While the United States threatens France with further reprisals, Paris believes that an agreement at the OECD on digital taxation constitutes the “only way out from the top”.
An OECD agreement on digital taxation is the “only way out from the top” to the dispute between Washington and Paris, said this Saturday the entourage of the Minister of Economy Bruno Le Maire.
“The only way out from above is an agreement with the OECD,” insisted the source, after the announcement the day before of further reprisals by the United States. These measures, however frozen immediately, target French products representing $ 1.3 billion, to punish Paris for having introduced a tax that applies to American technology giants.
Bruno Le Maire met “lengthily” Friday on the phone with the American chief trade negotiator, Robert Lighthizer, and the secretary of the Treasury Steven Mnuchin, added his entourage, without giving more details on the content of the discussions.
Cosmetic products and handbags affected
By Friday evening, by announcing these new retaliatory measures, the administration of President Donald Trump had frozen their application for six months to allow for a negotiated solution to the conflict that has plagued Franco-American relations for many months.
Additional customs duties will be imposed on cosmetic products and handbags, but they will save other emblematic products such as champagne, camembert or Roquefort.
The French Parliament had definitively adopted on July 11, 2019 the introduction of a tax on the digital giants, making France a pioneer country in the taxation of “Gafa” (acronym for Google, Amazon, Facebook and Apple) and other multinationals accused of tax evasion.
“Unreasonable” and discriminatory tax
The office of the United States Trade Representative (USTR) concluded earlier this year that the tax was “unreasonable” and discriminatory against American businesses. In autumn 2019, the file seemed to be on the way to a diplomatic resolution.

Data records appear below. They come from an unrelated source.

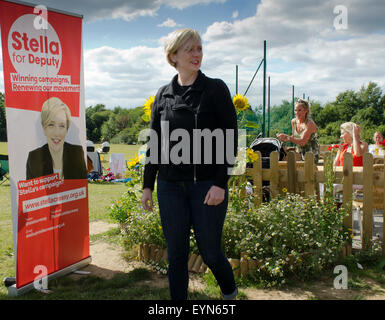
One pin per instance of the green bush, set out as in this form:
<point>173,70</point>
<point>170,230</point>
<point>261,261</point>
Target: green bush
<point>288,235</point>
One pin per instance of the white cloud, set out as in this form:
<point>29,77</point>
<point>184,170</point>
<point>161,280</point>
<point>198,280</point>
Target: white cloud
<point>170,23</point>
<point>119,9</point>
<point>188,3</point>
<point>303,49</point>
<point>122,77</point>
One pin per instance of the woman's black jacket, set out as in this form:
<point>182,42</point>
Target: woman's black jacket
<point>207,104</point>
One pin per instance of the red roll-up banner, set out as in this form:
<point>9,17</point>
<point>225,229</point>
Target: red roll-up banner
<point>43,81</point>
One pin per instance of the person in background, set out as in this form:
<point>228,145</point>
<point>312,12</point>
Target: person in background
<point>350,134</point>
<point>90,146</point>
<point>304,131</point>
<point>105,147</point>
<point>56,156</point>
<point>377,146</point>
<point>191,194</point>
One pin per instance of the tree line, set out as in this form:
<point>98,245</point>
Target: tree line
<point>364,107</point>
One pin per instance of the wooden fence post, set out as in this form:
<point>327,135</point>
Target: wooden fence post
<point>383,211</point>
<point>309,174</point>
<point>274,174</point>
<point>367,223</point>
<point>256,174</point>
<point>291,172</point>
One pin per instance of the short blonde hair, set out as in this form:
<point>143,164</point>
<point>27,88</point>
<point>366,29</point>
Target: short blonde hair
<point>50,107</point>
<point>348,127</point>
<point>176,39</point>
<point>306,105</point>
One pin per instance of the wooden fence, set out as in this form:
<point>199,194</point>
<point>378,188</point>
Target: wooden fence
<point>304,177</point>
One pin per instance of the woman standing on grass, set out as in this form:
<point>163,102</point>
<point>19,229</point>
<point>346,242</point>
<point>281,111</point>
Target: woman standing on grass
<point>191,193</point>
<point>350,134</point>
<point>304,131</point>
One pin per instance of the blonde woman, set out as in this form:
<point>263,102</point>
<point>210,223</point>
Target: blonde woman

The draft agreement then planned to leave in place the new French tax on the activity of large technology groups until the entry into force of a new international tax plan negotiated within the framework of the OECD. The overhaul of international taxation, under the aegis of the OECD, aims to better understand the activities of companies in this sector whose substantial profits escape many tax authorities around the world. But these multilateral discussions have so far failed.
On June 17, taking note of the lack of progress on the file, Steven Mnuchin had announced a pause in the discussions, arousing the disapproval of the partner countries and the fear of France to be imposed customs tariffs on flagship products like wine. The International Monetary Fund on Friday urged an international agreement to resolve the conflict.